As cidades que souberem aproveitar esse potencial sairão
ganhando em inovação. Aproveitar significa oferecer
sofisticados serviços médicos, facilidade de
locomoção e programas de aprendizagem permanente.
Tirar proveito, de fato, daquele pré-sal depende não
só do crescimento econômico, mas da qualificação
dos trabalhadores. Isso se traduz na necessidade de melhoria
do ensino público e, mais ainda, no encaminhamento
ao mercado de trabalho. Não é o que ocorre.
O ensino é ruim e a oferta de cursos profissionalizantes,
escassa. Sem contar os desperdícios que cursos ruins,
desconectados da realidade isso para não falar do desvio
de verbas.
Sem isso, o que era apenas uma possibilidade se transformou
em mais um desperdício, desses que estamos tão
acostumados no Brasil -é como se jogássemos
fora, sem explorar, as reservas do pré-sal.
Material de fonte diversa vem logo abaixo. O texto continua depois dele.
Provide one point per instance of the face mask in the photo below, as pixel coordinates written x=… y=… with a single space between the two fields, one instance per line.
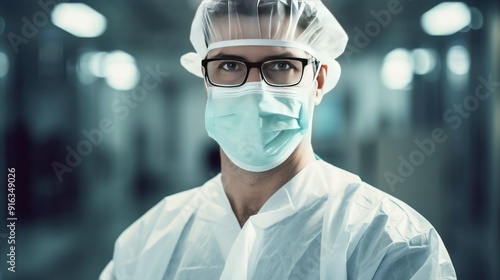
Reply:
x=257 y=126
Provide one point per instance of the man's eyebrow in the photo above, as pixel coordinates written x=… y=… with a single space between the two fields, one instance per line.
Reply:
x=237 y=57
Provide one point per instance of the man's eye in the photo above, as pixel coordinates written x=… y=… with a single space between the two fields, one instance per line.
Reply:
x=230 y=66
x=281 y=66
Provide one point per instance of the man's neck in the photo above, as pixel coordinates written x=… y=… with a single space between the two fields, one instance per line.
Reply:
x=248 y=191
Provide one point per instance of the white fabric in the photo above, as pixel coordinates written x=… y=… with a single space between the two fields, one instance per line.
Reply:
x=304 y=24
x=323 y=224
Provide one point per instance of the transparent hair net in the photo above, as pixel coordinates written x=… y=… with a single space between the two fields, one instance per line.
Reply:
x=304 y=24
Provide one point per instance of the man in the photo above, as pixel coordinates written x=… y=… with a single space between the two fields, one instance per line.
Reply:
x=275 y=211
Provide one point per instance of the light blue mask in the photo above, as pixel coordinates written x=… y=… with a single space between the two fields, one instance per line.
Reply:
x=257 y=126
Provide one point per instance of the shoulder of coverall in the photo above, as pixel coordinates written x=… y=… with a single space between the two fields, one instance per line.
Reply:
x=139 y=232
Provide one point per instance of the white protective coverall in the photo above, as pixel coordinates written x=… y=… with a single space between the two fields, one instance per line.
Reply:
x=325 y=223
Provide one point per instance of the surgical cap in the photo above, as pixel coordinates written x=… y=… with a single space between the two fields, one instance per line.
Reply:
x=303 y=24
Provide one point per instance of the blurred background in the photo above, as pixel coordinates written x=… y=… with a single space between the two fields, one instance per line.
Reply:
x=100 y=121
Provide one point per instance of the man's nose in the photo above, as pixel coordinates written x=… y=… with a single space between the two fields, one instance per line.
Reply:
x=254 y=75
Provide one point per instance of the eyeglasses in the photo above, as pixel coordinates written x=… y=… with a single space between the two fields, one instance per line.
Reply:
x=281 y=72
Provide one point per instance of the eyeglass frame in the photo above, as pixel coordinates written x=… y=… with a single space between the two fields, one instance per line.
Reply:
x=258 y=65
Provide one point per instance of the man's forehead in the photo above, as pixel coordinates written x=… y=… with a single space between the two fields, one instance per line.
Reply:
x=254 y=53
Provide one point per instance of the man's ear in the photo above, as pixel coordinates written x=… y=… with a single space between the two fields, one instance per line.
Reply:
x=322 y=72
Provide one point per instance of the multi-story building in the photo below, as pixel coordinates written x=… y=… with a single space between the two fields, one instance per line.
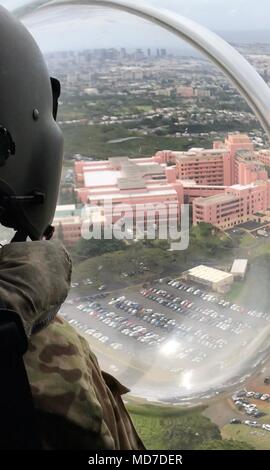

PS: Uma das notícias interessantes da eleição
paulistana é que todos os principais candidatos estão
colocando como missão aumentar a oferta de ensino técnico
o que, até pouco tempo, era visto como uma tarefa dos
governos estadual e federal. O prefeito consegue melhor do
que ninguém conhecer as vocações de cada
bairro e estimular, a partir disso, a formação
profissional. Vejam o absurdo. Um dos obstáculos para
a expansão do ensino técnico público,
na cidade de São Paulo, é a falta de áreas
para construir. Uma parceria com o poder local resolveria
rapidamente esse problema.
Coluna originalmente
publicada na Folha de S.Paulo, editoria Cotidiano.